Gerekçeleri belli... Avrupa İnsan Hakları Mahkemesi'nin, DGM'lerde askeri üye bulununca adil yargılama yapılamayacağına ilişkin kararı...
Entel takımı, buna takılmış sürekli üstüne gidiyorlar.
Yeni hükümet elini çabuk tuttu. Yasal değişiklikler için ivedi bir tasarı hazırladı. Devlet Bakanı Yüksel Yalova, bunu hazırlayan komitede idi.
ANAP lideri Mesut Yılmaz'ın başına taş mı düştü ne! Yalova gibi genç ve yetenekli insanlara bu hükümette yer verdi. Yalova ile tasarıyı konuştuk:
‘‘İyi bilinmeli ki, bu memlekette demokrat olduğunu zanneden insanlar, demokratizasyonla militarizasyonu karıştırıyorlar. Militarist olmak başka şeydir, asker düşmanlığı başka şey...’’

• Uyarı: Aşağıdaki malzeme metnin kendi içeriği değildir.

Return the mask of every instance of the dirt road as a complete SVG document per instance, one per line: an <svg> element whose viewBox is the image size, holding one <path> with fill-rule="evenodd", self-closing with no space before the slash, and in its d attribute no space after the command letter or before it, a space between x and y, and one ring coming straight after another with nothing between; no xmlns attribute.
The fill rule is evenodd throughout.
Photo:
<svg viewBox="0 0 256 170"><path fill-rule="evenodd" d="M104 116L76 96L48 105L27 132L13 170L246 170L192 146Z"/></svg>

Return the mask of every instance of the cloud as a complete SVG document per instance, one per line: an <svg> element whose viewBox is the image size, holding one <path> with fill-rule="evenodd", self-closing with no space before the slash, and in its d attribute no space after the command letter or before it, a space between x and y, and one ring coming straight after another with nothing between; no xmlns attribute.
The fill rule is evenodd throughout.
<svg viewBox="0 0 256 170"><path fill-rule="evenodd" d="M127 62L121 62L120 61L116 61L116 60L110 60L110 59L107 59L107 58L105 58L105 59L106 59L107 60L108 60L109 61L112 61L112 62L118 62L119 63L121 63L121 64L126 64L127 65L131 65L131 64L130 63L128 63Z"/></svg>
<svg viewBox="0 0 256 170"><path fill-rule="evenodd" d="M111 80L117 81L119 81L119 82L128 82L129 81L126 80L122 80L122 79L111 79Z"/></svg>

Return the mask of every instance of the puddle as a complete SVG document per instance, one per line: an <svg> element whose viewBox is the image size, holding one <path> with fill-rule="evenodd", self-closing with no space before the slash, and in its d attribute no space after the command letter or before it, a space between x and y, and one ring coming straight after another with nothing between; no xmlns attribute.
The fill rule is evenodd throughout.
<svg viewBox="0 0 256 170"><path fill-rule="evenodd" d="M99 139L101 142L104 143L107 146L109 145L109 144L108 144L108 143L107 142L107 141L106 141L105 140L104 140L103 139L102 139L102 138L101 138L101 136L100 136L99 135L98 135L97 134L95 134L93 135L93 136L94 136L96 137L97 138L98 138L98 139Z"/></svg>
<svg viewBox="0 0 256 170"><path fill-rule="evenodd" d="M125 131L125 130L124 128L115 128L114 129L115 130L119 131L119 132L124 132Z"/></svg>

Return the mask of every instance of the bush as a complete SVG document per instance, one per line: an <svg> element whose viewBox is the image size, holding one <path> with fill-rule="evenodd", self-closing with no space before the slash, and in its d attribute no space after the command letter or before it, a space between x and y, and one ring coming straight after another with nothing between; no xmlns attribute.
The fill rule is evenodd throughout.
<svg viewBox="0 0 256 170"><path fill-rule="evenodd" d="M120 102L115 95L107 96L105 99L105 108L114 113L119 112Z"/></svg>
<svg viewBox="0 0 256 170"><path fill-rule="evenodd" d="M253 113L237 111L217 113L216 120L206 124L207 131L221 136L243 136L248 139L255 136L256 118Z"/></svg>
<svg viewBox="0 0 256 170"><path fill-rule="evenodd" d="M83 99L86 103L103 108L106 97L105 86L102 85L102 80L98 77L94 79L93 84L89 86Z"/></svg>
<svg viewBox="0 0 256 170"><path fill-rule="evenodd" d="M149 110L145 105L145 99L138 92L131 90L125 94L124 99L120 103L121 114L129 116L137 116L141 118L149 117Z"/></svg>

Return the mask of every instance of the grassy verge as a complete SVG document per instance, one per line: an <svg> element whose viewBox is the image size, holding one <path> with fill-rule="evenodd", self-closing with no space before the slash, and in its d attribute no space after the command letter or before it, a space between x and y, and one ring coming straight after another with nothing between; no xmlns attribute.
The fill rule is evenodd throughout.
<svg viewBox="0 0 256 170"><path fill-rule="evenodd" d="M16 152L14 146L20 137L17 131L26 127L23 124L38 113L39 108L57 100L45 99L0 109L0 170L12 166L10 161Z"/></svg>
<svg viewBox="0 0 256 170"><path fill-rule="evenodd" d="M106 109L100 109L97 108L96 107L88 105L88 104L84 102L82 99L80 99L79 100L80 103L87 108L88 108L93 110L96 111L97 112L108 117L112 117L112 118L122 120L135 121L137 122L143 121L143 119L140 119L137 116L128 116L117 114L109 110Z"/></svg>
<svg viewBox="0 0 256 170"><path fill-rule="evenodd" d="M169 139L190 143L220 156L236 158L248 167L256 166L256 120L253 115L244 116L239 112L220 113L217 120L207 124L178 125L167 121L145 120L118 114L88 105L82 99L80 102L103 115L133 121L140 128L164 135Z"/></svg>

Biraz daha açalım istedim:
‘‘Solda ve sağda, kendilerinin demokrat olduğunu iddia edenler, askeri hákim konusunu günah keçisi yapmaya çalışıyorlar. Avrupa'da, özellikle bunu uluslararası alana taşımak isteyenler var. Askeri hákimlerin DGM'de yer almasını mahkemelerin meşruiyet kaybı nedeni gibi göstermek istiyorlar.’’
* * *
Doğru.. Hiç kimse DGM'lerde görev yapan askeri hákimlerin vermiş olduğu kararların hukuki niteliğini tartışmıyor. Yalova, Anayasa hukukçusu:
‘‘Kimse, ‘Bak şurada yasaya göre karar vermesi gerekirdi, vermedi' veya ‘şurada keyfi davrandı' diyemiyor. ‘Bu asker, öyleyse tamam' diye kestirip atıyor. Ne yapalım askerse? Asker olması kötülemeye gerekçe olur mu? Olaya hukuki bakmıyorlar. Çıkan sonuç, siyasi baktıklarının delilidir.’’
Anayasa'nın 138 ve 143. maddelerini açıyor:
‘‘138'inci madde, ‘hákimler bağımsızdır' diyor. ‘Sivil hákimler bağımsız, askeri hákimler bağımlıdır' demiyor. 143. maddede, DGM'lerin kuruluşu ile güdülen amaç belirleniyor. Devletin bütünlüğü ile ‘hür demokratik düzene karşı eylemler olursa bu mahkeme baksın' deniyor.’’
Entel takımı bunu görmezden geliyor:
‘‘Üç öğe kategorik olarak sıralanıyor. Biri de hür demokratik düzendir. Şimdi, hür demokratik düzeni korumakla görevlendirilen mahkemenin böyle bir şeye, suçlanmaya muhatap olmaması lazım.’’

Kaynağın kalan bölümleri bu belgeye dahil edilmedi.